Before there was the Internet, there were pigeons. In late 2012, a British man found a dead carrier pigeon in his chimney. Turns out it was from WWII and it carried an encrypted message tied to its leg. CNN has a nice story UK spies unable to crack coded message from WWII carrier pigeon about it and the fact that nobody's been able to decrypt the message. Turns out, the sender used a one-time pad.

Finding the key length can be a problem, but one easy way given what we already know is this: for each possible key length n, form the string consisting of every nth character starting from the first, give that as a ciphertext input to our Caesar Shift Frequency Analysis page, and make a note of the probability of the shift index it gave you for that n. Whichever n value gave us the highest score is probably the actual length of the key. In class, we will actually have performed this exercise.

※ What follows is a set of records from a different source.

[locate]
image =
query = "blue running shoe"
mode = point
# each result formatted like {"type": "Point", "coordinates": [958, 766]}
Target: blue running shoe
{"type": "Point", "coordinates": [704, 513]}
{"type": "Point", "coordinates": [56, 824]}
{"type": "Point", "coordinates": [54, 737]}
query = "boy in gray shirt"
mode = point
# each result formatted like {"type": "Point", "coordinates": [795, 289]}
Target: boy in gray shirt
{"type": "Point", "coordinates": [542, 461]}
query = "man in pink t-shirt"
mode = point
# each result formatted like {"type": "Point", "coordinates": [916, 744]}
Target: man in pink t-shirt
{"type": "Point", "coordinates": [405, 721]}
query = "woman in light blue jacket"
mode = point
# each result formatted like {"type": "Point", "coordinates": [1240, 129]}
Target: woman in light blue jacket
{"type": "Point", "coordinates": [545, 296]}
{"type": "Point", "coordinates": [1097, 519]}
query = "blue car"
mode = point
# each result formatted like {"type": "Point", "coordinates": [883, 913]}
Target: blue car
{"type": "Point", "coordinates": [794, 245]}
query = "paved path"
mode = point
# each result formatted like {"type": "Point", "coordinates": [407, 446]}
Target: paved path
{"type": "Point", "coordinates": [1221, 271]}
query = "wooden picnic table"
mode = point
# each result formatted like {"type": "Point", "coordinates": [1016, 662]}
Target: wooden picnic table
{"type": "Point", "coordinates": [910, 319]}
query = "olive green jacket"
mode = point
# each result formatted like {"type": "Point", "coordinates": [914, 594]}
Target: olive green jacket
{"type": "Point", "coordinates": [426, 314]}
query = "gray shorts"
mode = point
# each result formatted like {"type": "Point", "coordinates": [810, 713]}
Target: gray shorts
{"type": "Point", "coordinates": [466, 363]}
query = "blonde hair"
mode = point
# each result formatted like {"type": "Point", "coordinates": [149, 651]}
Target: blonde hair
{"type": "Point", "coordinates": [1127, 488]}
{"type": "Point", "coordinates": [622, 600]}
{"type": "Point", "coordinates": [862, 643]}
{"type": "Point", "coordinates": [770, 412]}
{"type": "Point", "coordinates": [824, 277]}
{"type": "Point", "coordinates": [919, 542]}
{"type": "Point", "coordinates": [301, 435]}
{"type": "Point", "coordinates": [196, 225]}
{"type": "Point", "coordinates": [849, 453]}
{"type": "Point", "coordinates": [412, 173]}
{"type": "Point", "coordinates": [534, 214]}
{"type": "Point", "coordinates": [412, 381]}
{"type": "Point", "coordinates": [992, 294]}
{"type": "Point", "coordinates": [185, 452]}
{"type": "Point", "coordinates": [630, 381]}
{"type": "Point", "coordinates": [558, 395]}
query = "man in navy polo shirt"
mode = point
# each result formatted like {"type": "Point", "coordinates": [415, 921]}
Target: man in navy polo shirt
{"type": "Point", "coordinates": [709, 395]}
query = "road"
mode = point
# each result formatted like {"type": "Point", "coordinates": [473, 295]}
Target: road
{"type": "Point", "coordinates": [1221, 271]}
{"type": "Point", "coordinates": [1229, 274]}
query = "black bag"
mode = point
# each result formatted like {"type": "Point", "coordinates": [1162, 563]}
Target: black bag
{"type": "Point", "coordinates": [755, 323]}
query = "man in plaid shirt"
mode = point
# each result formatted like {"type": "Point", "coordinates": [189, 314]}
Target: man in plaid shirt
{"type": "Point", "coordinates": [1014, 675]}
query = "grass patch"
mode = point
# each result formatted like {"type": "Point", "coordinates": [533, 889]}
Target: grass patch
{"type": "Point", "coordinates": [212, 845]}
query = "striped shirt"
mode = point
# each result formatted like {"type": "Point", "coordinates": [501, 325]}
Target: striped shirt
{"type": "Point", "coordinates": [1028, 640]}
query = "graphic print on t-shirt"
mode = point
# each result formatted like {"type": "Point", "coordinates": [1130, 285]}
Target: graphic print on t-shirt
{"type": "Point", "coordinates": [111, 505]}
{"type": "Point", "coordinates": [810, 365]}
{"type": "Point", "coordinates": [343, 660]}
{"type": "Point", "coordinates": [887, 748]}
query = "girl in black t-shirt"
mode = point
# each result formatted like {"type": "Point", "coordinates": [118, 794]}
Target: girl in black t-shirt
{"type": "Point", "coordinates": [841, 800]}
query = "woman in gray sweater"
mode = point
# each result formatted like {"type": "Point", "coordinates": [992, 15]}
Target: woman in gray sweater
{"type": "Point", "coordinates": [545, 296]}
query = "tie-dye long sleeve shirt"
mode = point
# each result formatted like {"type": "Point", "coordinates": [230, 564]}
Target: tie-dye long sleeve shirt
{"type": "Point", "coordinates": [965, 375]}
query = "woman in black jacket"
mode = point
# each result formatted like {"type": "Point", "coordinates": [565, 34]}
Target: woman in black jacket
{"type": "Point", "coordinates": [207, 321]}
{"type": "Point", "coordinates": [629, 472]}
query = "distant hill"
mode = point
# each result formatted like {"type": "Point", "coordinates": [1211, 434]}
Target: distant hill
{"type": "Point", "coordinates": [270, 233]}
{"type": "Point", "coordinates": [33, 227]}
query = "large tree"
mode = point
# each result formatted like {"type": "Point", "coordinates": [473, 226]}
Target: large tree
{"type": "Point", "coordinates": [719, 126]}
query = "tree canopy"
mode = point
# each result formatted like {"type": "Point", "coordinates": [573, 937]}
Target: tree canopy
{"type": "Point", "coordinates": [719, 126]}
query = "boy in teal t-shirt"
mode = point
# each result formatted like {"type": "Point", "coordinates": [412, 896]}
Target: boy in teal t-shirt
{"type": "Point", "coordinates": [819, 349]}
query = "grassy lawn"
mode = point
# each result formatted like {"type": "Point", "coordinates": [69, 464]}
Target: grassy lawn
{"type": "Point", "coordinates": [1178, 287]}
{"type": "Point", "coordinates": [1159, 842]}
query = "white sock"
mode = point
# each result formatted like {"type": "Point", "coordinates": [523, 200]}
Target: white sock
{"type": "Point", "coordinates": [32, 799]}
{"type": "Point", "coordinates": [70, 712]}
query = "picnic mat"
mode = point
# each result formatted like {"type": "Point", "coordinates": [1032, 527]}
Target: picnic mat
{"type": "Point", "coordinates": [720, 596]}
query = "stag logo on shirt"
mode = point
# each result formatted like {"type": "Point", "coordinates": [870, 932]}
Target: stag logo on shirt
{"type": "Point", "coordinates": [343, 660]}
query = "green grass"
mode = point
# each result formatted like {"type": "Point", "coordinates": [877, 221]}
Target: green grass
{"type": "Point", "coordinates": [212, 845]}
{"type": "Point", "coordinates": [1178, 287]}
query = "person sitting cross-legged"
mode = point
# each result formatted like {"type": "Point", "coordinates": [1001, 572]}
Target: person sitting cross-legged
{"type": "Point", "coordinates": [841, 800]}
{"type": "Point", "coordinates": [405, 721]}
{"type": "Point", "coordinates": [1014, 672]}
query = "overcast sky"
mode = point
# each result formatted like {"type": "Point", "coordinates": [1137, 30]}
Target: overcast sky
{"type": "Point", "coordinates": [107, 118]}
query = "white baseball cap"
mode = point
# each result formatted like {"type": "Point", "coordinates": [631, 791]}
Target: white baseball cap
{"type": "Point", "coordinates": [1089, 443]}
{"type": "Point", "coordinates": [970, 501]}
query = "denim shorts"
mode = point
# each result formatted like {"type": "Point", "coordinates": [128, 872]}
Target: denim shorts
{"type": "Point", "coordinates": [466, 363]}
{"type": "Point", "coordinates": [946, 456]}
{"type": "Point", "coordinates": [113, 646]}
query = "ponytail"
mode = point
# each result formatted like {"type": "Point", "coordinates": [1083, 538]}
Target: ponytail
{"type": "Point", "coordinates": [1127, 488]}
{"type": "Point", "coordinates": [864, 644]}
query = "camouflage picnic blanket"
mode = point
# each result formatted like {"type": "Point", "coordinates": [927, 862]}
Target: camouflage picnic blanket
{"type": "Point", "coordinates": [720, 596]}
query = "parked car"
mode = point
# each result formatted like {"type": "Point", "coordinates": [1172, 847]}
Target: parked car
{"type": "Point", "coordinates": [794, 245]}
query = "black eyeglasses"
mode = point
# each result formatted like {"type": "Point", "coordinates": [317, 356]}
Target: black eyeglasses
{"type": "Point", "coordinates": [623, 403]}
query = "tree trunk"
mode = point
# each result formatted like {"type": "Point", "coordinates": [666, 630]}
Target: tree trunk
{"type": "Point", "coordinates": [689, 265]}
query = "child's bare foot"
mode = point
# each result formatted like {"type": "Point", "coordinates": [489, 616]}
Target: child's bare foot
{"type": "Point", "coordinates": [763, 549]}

This kind of attack requires enough text that our Caesar Shift frequency analysis of every nth character finds the proper shift index with high probability. If the message length is L, and we assume we need about 20 characters to be assured of having a high probability with our Caesar Shift frequency analysis, we'd like to have L/n > 20. If L is short or n is long, our attack will fail. So, in general, a longer key gives you more security from frequency analysis. If you have a key that is a completely random sequence of letters, and which is as long or longer than the message, the Vigenere Cipher is unbreakable — provided you never use the key again. In this situation, the system becomes what is called a one-time pad. The problem with such a system is that arranging to have this one huge key is difficult.

Chosen Plaintext Attack & the Vigenere Cipher

A kind of chosen plaintext attack was done by the US during WWII. We knew a Japanese attack was imminent because we had cracked a code, but we didn't know whether the string designating the target was referring to Hawaii or Midway. So we leaked a story about a water shortage on Midway, and discovered that same symbol in a message that was, we were sure, relaying that leaked information.

The program that cracked WEP-encryption in your wireless lab is actually also based on a chosen plaintext attack.